Effect of ferric citrate hydrate on FGF23 and PTH levels in patients with non-dialysis-dependent chronic kidney disease with normophosphatemia and iron deficiency.
Iguchi, A, Yamamoto, S, Yamazaki, M, Tasaki, K, Suzuki, Y, Kazama, JJ, Narita, I
Clinical and experimental nephrology. 2018;(4):789-796
Abstract
BACKGROUND In patients with normophosphatemia with chronic kidney disease (CKD), fibroblast growth factor 23 (FGF23) and parathyroid hormone (PTH) increase urinary phosphate excretion while maintaining serum phosphate within the normal range. Recent reports have shown that, in this stage, phosphate binders do not decrease serum FGF23 and PTH levels. Iron deficiency promotes transcription of FGF23 and iron-supplementation for iron deficiency decreases serum FGF23 levels. We hypothesized that ferric citrate hydrate, an iron-based phosphate binder, will decrease serum FGF23 levels in patients with non-dialysis-dependent CKD with normophosphatemia and iron deficiency. METHODS This was a single-center, randomized, open-label interventional study.

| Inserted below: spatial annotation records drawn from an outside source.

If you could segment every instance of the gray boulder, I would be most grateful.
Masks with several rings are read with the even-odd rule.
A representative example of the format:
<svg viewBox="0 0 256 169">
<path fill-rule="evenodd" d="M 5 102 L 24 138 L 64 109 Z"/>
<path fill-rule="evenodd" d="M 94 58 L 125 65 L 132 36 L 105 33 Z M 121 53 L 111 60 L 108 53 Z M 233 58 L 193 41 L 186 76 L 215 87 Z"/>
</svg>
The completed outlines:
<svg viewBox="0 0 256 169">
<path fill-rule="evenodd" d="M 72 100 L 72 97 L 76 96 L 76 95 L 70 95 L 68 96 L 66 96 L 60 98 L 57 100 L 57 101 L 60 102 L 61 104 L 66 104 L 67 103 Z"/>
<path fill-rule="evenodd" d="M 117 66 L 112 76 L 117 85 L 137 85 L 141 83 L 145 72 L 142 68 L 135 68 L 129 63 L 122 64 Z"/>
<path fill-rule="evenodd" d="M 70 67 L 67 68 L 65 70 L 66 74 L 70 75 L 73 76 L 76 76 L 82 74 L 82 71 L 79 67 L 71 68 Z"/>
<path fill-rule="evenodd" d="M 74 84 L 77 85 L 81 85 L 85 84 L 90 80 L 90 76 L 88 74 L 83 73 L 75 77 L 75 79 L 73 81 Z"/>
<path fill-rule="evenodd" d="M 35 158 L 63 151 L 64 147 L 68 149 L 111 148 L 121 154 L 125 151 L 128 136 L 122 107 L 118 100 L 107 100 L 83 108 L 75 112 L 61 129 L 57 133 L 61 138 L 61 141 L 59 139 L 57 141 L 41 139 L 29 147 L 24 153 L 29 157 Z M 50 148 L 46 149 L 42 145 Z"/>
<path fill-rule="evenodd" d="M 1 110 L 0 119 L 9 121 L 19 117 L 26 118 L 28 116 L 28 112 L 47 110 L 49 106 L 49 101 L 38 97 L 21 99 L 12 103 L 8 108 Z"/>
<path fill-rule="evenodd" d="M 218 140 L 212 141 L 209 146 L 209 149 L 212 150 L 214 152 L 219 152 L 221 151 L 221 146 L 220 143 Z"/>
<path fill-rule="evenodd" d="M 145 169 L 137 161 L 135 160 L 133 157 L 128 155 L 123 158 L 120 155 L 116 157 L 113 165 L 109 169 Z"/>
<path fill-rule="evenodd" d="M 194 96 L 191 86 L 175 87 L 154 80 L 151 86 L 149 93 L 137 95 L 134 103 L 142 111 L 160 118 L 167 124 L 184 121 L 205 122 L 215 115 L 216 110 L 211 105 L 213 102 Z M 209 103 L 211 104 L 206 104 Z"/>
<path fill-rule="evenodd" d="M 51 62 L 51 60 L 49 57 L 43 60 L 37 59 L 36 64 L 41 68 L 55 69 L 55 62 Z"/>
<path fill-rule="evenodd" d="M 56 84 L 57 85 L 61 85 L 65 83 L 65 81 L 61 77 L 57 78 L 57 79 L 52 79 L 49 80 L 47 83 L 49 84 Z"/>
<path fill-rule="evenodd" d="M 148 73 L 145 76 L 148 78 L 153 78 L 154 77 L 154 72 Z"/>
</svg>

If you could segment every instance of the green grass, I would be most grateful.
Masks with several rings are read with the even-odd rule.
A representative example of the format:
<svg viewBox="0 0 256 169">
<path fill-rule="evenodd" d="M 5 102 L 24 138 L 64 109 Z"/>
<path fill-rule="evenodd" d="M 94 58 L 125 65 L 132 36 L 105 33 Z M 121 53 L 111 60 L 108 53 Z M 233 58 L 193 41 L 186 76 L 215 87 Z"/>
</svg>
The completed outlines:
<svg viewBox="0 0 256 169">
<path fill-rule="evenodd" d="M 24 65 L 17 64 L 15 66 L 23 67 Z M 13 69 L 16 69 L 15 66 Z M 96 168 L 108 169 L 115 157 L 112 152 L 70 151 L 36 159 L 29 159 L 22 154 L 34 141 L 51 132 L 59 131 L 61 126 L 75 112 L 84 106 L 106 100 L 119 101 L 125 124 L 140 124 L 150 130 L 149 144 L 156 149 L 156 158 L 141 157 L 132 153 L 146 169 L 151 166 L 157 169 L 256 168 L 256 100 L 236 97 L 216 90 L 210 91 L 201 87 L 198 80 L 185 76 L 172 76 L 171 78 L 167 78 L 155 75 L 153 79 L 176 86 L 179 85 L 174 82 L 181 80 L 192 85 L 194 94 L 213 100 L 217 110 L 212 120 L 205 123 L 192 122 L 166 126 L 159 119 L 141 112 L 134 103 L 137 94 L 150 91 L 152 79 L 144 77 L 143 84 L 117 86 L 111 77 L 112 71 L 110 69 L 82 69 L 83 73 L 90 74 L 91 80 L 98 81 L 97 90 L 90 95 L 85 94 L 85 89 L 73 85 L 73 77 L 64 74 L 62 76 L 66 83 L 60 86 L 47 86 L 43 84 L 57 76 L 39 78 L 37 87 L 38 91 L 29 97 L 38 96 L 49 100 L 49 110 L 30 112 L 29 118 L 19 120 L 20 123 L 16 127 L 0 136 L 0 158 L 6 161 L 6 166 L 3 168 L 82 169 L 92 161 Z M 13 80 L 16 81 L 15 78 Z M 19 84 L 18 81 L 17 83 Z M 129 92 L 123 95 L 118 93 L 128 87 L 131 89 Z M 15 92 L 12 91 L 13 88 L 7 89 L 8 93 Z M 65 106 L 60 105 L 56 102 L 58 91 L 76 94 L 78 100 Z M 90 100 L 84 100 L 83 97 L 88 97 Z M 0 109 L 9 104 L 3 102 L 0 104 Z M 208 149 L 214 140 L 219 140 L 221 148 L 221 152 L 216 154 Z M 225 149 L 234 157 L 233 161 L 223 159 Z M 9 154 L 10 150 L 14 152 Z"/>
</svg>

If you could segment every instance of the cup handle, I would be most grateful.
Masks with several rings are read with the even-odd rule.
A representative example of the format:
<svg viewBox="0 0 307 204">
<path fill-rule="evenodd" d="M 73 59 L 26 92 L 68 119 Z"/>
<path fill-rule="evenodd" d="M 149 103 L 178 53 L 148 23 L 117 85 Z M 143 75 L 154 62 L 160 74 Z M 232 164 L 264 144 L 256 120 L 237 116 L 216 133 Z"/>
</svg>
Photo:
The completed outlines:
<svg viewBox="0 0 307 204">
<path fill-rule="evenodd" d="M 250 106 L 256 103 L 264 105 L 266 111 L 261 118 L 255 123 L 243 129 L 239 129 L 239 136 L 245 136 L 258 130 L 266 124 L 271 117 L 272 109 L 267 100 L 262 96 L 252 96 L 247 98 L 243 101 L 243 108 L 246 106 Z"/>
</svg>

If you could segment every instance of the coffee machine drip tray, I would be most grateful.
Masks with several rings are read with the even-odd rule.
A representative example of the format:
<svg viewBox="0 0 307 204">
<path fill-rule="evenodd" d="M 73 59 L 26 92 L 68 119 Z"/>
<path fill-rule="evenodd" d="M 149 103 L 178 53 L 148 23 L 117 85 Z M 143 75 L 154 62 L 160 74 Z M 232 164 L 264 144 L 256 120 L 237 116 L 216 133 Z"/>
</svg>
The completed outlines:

The inclusion criteria were as follows: (1) eGFR < 45 mL/min/1.73 m2, (2) normophosphatemia, (3) iron deficiency. Patients were assigned to the following groups: ferric citrate hydrate (FCH)-group, sodium ferrous citrate (SFC)-group, and control-group. After 12 weeks of intervention, we evaluated serum FGF23 levels and CKD-mineral bone disorder markers. RESULTS There were 17 patients in the FCH-group, 14 in the SFC-group, and 9 in the control-group. The serum ferritin levels increased in the FCH-group and SFC-group compared with baseline. Serum FGF23 levels were unchanged; the change in the FCH-group was from 52.91 RU/mL (42.48-72.91) to 40.00 RU/mL (30.30-58.13) (P = 0.1764). However, in the FCH-group, serum PTH levels significantly decreased compared with baseline, from 68.00 pg/mL (49.00-141.00) to 60.00 pg/mL (44.00-144.00) (P = 0.0101). CONCLUSION Iron-based phosphate binder did not decrease serum FGF23 levels, but decreased serum PTH levels.